Lovely rabbits. Okunoshima Island in Hiroshima Prefecture in Japan is famous as Rabbit Island.
Hunting the rabbits is forbidden on Okunoshima. (Photo: Getty Images)

Today, Okunoshima is a haven for these cute little furballs. Hunting the rabbits is forbidden and no cats and dogs are allowed on the island as well, which is probably why they managed to multiply their numbers over the years. According to a video by Science Channel, the island started with a population of just five bunnies in the 1960s!
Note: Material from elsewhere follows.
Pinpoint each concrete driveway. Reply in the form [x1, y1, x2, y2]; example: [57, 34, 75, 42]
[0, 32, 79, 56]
As for the island’s rules, visitors are advised not to chase after or carry the wild rabbits. For the safety of both people and rabbits, do not interact with them on the roads, by the roadside or in front of buildings. If you don’t want to be bitten, do not feed them directly as well! Last but not least, feed the rabbits with only food suitable for rabbits.

Okunoshima can be accessed by ferry from Tadanoumi port, which costs 310 yen (around S$3.90) and 160yen (around S$2) one-way for adult and child respectively. The ferries make regular trips to and fro almost every hour, and each trip is around 15 minutes. For the detailed timetable, you can check out this website (Japanese only).

Note that Okunoshima does not have rabbit food for sale. You can, however, get them at convenience stores or supermarkets near the port on the mainland before taking the ferry to Okunoshima.

So the next time you visit Hiroshima, apart from visiting the famous Itsukushima Shrine whose torii gate “floats” in the sea, you can also make a detour to the east to the rabbit island Okunoshima! (Don’t say we bo jio, cat island Aoshima is also in the vicinity towards the south.)